CMA legal team weighs in on grace period provision

August 09, 2013

The California Medical Association’s (CMA) legal experts have officially weighed in on the Affordable Care Act’s (ACA) troubling “grace period” provision.

The ACA calls for a three-month “grace period” to be offered to all enrollees receiving subsidized coverage through the newly formed health benefit exchanges. During this grace period, exchange plans cannot terminate a consumer’s coverage for non-payment of premiums. They can, however, “pend and deny” physician claims for services provided to patients who are delinquent on their premiums.

Last week, Francisco Silva, CMA’s vice president and general counsel, submitted his interpretation of the grace period provision to the Centers of Medicare & Medicaid Services, writing that the provision conflicts with California’s payment laws and that states are “not preempted from requiring health plans to provide coverage throughout the entire three month grace period afforded by the ACA.”

For months, the issue of the 90-day grace period required by the ACA has proved vexing to state officials trying to launch California’s online insurance marketplace, while also making physicians leery of contracting with exchange products.

In early 2012, the U.S. Department of Health and Human Services (HHS) issued a rule clarifying how this provision would operate, noting that exchange plans would have the ability to pend claims for services provided after the first month of non-payment until the outstanding premium balance is paid. According to the HHS rule, providers weren’t required to be noticed that claims could be denied until they submitted a claim during the second or third month of the grace period. With these services already rendered, providers could be left on the hook for up to 60 days of unpaid claims.

In California, the inclusion of this grace period provision raised a unique red flag, as the state’s Knox-Keene Act and Insurance Code generally require payment of clean claims authorized by the payor and provided by the physician in good faith within 30 to 45 business days.

In authoring CMA’s interpretation, Silva writes that the grace period provision does not preclude California’s “robust provider payment laws,” and that forcing physicians to bear the risk of loss during the second and third months of the grace period is “counterproductive to the express stated intent of Congress in enacting [the] ACA.”

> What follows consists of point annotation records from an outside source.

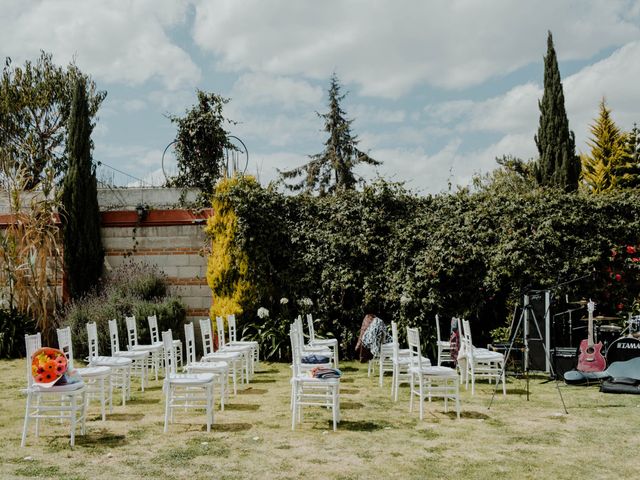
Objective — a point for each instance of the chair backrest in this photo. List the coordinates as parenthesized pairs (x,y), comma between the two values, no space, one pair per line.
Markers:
(153,328)
(220,331)
(190,343)
(231,321)
(394,340)
(32,343)
(64,342)
(207,336)
(92,337)
(169,353)
(296,354)
(413,339)
(113,337)
(132,332)
(311,328)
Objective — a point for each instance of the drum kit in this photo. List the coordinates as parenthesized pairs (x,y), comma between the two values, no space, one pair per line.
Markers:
(618,343)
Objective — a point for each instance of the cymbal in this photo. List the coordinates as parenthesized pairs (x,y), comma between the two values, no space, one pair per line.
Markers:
(599,318)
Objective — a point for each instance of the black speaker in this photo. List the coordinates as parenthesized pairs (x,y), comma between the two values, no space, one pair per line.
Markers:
(536,340)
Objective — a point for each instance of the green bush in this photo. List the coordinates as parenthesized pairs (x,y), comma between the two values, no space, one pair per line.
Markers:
(406,257)
(132,289)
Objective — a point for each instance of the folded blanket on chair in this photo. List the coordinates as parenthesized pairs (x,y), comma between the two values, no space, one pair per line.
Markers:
(315,359)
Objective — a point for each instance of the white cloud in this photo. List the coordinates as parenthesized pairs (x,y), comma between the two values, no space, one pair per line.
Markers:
(259,89)
(389,49)
(114,41)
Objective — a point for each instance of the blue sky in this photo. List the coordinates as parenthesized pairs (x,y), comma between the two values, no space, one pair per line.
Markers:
(437,89)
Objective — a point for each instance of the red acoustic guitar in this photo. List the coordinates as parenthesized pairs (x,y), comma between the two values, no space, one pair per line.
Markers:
(590,359)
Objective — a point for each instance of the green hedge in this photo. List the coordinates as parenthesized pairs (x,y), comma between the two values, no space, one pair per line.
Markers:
(407,257)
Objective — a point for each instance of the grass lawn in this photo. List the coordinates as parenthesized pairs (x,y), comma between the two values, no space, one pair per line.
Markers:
(377,438)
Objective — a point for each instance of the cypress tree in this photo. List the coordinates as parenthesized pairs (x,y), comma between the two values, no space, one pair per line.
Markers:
(558,164)
(83,253)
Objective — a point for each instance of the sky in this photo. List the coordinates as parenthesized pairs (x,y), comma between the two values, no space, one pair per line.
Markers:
(437,89)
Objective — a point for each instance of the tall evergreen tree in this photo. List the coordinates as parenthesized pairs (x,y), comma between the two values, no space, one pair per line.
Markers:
(332,169)
(558,164)
(602,168)
(629,170)
(83,253)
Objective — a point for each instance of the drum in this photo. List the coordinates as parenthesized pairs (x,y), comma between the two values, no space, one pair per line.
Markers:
(625,348)
(607,334)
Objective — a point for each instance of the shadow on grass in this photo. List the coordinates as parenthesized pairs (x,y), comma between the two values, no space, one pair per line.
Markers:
(359,426)
(101,438)
(230,427)
(252,391)
(125,417)
(351,405)
(241,406)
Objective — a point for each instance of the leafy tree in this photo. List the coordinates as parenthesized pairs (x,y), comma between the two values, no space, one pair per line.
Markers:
(629,170)
(558,164)
(200,143)
(332,169)
(35,101)
(83,253)
(600,169)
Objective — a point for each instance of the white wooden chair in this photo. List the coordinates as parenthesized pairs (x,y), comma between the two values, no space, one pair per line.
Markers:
(97,379)
(480,362)
(219,369)
(233,359)
(184,390)
(120,366)
(444,346)
(310,391)
(154,333)
(245,350)
(233,339)
(432,381)
(155,350)
(401,361)
(314,341)
(139,360)
(65,402)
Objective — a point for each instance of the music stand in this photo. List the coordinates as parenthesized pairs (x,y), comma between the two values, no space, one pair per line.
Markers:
(527,310)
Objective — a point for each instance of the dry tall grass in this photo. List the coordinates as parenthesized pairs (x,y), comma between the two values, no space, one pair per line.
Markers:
(377,438)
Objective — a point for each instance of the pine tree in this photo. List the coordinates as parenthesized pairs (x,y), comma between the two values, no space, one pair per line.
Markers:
(628,172)
(558,164)
(332,169)
(601,169)
(83,253)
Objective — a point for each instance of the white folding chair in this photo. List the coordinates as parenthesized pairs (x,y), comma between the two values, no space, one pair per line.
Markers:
(315,341)
(155,350)
(233,339)
(245,350)
(432,381)
(401,360)
(154,332)
(307,390)
(444,346)
(233,359)
(120,366)
(184,390)
(139,360)
(64,402)
(97,379)
(219,369)
(481,362)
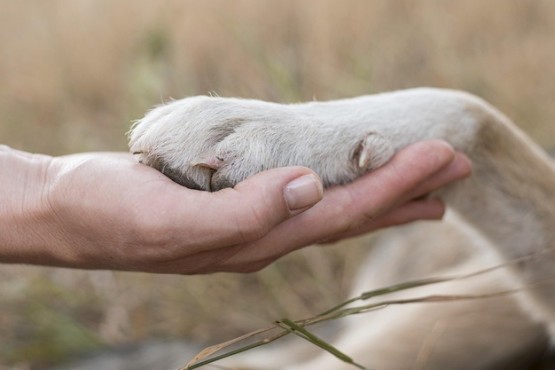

Silva’s letter comes only weeks after representatives from California’s Department of Managed Health Care (DMHC) informed Covered California staff and participating health plans that they could not see a scenario in which exchange plans could pend and deny claims under the federal grace period provision without running afoul of the Knox-Keene Act.

Covered California staff and its board have stated they are committed to reconciling any conflicting requirements to the greatest extent possible, and further federal guidance on the matter as a result of this recently submitted interpretation could ensure that plans will not be able to pend or deny claims when the exchange goes live in January 2014.